Прежде всего, не вижу ничего дурного в том, что мы действуем как «рядовые граждане», потому что это и необходимо, и прекрасно.
В холле «Комсомольской правды» на обелиске высечены имена шестнадцати журналистов «Комсомолки», погибших в Великую Отечественную войну с удостоверениями газеты, но как рядовые солдаты. Их смерть, жизнь и работа остаются для нас примером и в мирное время. Мы всегда обязаны помнить, что для журналистов никто не пишет «особых» законов, не придумывает «особой» морали. Мы должны и работать и жить, принимая решения, и как газетчики, и как рядовые граждане. Такой подход к работе — основа основ журналистики; впрочем, вряд ли кто из нас воспринимает наше дело иначе.
Однако в сравнении с другими рядовыми гражданами мы несколько лучше вооружены: у нас есть реальная возможность газетного вмешательства и разоблачения зла, и эта угроза дамокловым мечом висит над «заинтересованными» лицами и даже инстанциями. Зная это, а также зная, что это знают все «заинтересованные», мы получаем преимущество для более решительных и бескомпромиссных действий.

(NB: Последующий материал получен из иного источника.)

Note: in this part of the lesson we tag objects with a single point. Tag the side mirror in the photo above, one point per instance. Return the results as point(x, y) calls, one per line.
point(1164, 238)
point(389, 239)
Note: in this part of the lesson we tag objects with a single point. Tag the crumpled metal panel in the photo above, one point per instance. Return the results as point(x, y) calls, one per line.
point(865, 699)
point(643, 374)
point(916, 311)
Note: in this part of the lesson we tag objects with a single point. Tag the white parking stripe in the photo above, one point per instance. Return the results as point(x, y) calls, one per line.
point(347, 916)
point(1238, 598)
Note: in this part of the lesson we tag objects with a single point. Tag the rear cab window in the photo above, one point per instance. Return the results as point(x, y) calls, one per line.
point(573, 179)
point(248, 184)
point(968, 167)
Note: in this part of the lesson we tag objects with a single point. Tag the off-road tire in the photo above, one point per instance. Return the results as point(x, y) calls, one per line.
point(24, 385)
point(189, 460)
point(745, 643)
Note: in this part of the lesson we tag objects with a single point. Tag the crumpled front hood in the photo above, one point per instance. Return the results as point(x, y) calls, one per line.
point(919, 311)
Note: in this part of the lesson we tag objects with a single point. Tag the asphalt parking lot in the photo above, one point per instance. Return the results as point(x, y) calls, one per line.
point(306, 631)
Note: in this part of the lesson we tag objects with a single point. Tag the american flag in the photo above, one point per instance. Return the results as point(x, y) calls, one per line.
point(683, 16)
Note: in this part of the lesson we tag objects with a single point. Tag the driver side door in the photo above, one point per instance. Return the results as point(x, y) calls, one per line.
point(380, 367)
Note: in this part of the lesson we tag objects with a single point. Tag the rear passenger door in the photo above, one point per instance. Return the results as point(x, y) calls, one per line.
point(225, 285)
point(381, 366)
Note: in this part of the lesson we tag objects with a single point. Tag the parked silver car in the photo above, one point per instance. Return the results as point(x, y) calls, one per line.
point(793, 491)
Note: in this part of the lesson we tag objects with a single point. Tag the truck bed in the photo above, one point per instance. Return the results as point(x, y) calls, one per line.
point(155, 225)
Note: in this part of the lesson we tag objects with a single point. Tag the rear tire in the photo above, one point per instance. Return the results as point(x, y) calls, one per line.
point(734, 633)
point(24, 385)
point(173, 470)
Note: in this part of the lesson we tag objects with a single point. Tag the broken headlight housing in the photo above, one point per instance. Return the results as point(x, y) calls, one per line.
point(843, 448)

Провокация газетным выступлением — тоже оружие журналиста, тоже нормальная, с моей точки зрения, форма его активного вторжения в жизнь. Только пользоваться этим оружием следует осторожно, то есть профессионально. Категорически нельзя позволять «личному» перехлестывать через край и сводить с помощью газеты личные счеты. Надо всегда помнить, что мы работаем в редакции как представители и выразители общественного мнения, а потому нам следует постоянно ощущать свою ответственность перед читательскими массами. Сотрудники отдела писем, например, получив чью-то жалобу и проверив ее с помощью собкора «на месте», пересылают в соответствующую инстанцию, составив «сопроводиловку», в которой выражают свое отношение к факту, то есть, по сути дела, отношение редакции. Нет ни статьи, ни публикации, и между тем «меры приняты»! Что это, как не форменная провокация газетным выступлением? Возможно, слово «провокация» лучше заменить каким-то другим, например «угроза», но суть от этого не изменится. Очеркисты, по-моему, тоже могут писать «сопроводиловки», звонить по телефонам и лично ходить по инстанциям независимо от того, намерены или нет писать материал, — разумеется, с санкции руководителей газеты, от имени которой они действуют, или, по крайней мере, поставив руководство в известность. Впрочем, граница между провокацией написания статьи и ее реальным опубликованием столь подвижна, что даже это мое громогласное рассуждение на тему о некоторых наших профессиональных «секретах», окажись оно доступно потенциально «заинтересованным» лицам, вряд ли способно их успокоить.